Congress shall make no law respecting an establishment of religion, or prohibiting the free exercise thereof; or abridging the freedom of speech, or of the press; or the right of the people peaceably to assemble, and to petition the Government for a redress of grievances.
In Larkin v. Grendel’s Den, 1 the Court held that the Establishment Clause is violated by a delegation of governmental decisionmaking to churches. At issue was a state statute permitting any church or school to block issuance of a liquor license to any establishment located within 500 feet of the church or school. Although the statute had a permissible secular purpose of protecting churches and schools from the disruptions often associated with liquor establishments, the Court indicated that these purposes could be accomplished by other means, e.g., an outright ban on liquor outlets within a prescribed distance, or the vesting of discretionary authority in a governmental decisionmaker required to consider the views of affected parties.

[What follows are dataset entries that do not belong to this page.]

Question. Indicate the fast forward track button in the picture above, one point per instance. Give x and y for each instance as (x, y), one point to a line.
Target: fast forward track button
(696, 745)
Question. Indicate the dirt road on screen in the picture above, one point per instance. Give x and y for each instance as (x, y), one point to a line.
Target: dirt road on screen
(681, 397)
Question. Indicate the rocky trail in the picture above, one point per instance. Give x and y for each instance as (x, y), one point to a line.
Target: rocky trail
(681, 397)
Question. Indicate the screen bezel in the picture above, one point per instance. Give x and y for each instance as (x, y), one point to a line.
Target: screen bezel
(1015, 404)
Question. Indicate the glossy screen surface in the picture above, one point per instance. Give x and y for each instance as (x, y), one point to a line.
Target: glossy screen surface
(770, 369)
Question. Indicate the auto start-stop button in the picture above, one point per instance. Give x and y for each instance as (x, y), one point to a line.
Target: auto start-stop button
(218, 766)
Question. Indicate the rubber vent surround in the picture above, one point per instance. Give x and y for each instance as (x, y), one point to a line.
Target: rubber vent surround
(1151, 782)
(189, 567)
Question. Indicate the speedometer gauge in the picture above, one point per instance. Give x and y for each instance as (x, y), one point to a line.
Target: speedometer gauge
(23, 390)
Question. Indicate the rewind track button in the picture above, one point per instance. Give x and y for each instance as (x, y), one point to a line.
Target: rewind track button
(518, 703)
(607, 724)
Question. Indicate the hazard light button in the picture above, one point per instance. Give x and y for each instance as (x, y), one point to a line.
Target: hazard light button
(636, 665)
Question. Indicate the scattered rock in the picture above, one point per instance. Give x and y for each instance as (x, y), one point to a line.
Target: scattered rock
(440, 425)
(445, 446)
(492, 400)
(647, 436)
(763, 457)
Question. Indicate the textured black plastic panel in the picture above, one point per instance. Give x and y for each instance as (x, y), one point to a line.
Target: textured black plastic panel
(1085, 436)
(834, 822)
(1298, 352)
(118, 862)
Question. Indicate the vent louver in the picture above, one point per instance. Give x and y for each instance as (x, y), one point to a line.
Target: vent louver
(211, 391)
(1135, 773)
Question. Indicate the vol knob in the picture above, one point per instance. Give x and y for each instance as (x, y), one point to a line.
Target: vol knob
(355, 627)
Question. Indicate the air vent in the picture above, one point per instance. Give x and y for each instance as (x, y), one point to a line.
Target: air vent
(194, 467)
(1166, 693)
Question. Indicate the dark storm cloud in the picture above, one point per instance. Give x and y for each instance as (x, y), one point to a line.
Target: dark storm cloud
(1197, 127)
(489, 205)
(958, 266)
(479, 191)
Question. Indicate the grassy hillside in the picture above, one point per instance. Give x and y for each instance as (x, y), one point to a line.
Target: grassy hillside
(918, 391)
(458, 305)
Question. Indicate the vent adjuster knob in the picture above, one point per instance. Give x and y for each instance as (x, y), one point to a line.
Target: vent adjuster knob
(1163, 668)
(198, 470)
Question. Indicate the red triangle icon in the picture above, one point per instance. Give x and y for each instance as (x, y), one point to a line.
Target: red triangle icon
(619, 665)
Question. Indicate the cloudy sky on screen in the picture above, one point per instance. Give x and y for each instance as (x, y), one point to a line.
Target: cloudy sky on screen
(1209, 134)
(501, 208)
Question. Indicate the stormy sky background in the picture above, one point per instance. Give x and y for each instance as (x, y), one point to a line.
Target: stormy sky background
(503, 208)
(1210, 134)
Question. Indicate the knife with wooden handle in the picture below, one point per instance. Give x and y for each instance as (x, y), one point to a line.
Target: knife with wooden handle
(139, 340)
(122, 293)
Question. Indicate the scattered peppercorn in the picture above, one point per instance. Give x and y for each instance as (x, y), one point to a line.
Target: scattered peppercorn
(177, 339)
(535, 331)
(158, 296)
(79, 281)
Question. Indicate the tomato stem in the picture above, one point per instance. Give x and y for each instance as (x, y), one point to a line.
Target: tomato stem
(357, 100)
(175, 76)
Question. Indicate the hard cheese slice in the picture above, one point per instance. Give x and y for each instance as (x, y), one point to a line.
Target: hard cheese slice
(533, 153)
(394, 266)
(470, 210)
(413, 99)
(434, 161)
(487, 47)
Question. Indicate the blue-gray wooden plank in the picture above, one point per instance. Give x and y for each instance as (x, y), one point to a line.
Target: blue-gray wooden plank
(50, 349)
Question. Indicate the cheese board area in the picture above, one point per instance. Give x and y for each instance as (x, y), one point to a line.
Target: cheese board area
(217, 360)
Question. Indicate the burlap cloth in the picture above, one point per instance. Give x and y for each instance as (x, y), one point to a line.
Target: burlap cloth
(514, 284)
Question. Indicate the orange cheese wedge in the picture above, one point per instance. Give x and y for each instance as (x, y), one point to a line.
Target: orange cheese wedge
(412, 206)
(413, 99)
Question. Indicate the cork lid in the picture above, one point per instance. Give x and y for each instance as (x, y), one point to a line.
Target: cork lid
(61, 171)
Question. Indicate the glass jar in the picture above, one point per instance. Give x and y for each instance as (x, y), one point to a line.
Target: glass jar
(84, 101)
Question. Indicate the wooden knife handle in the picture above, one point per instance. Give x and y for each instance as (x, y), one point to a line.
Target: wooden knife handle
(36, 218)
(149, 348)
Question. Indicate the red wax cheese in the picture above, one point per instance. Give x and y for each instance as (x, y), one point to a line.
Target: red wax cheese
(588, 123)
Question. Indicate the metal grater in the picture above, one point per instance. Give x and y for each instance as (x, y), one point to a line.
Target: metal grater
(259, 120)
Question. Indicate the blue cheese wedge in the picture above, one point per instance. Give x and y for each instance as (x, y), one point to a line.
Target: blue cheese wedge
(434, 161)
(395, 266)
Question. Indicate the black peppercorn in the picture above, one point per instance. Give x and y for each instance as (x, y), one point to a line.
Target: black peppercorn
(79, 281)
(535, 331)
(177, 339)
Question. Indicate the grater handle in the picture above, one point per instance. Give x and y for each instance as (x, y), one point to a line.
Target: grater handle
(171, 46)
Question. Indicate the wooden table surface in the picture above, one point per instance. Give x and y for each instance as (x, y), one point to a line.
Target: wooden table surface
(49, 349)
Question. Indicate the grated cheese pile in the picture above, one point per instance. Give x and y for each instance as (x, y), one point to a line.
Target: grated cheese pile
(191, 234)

However, the conferral of a veto authority on churches had a primary effect of advancing religion both because the delegation was standardless (thereby permitting a church to exercise the power to promote parochial interests), and because
the mere appearance of a joint exercise of legislative authority by Church and State provides a significant symbolic benefit to religion in the minds of some. 2 Moreover, the Court determined, because the veto
enmeshes churches in the exercise of substantial governmental powers, it represented an entanglement offensive to
the core rationale underlying the Establishment Clause [ – ] preventing ‘a fusion of governmental and religious functions.’ 3
Using somewhat similar reasoning, the Court in Board of Education of Kiryas Joel Village v. Grumet, 4 invalidated a New York law creating a special school district for an incorporated village composed exclusively of members of one small religious group. The statute failed
the test of neutrality, the Court concluded, since it delegated power
to an electorate defined by common religious belief and practice, in a manner that fails to foreclose religious favoritism. It was the
anomalously case-specific nature of the legislature’s exercise of authority that left the Court
without any direct way to review such state action for conformity with the neutrality principle. Because the village did not receive its governmental authority simply as one of many communities eligible under a general law, the Court explained, there was no way of knowing whether the legislature would grant similar benefits on an equal basis to other religious and nonreligious groups.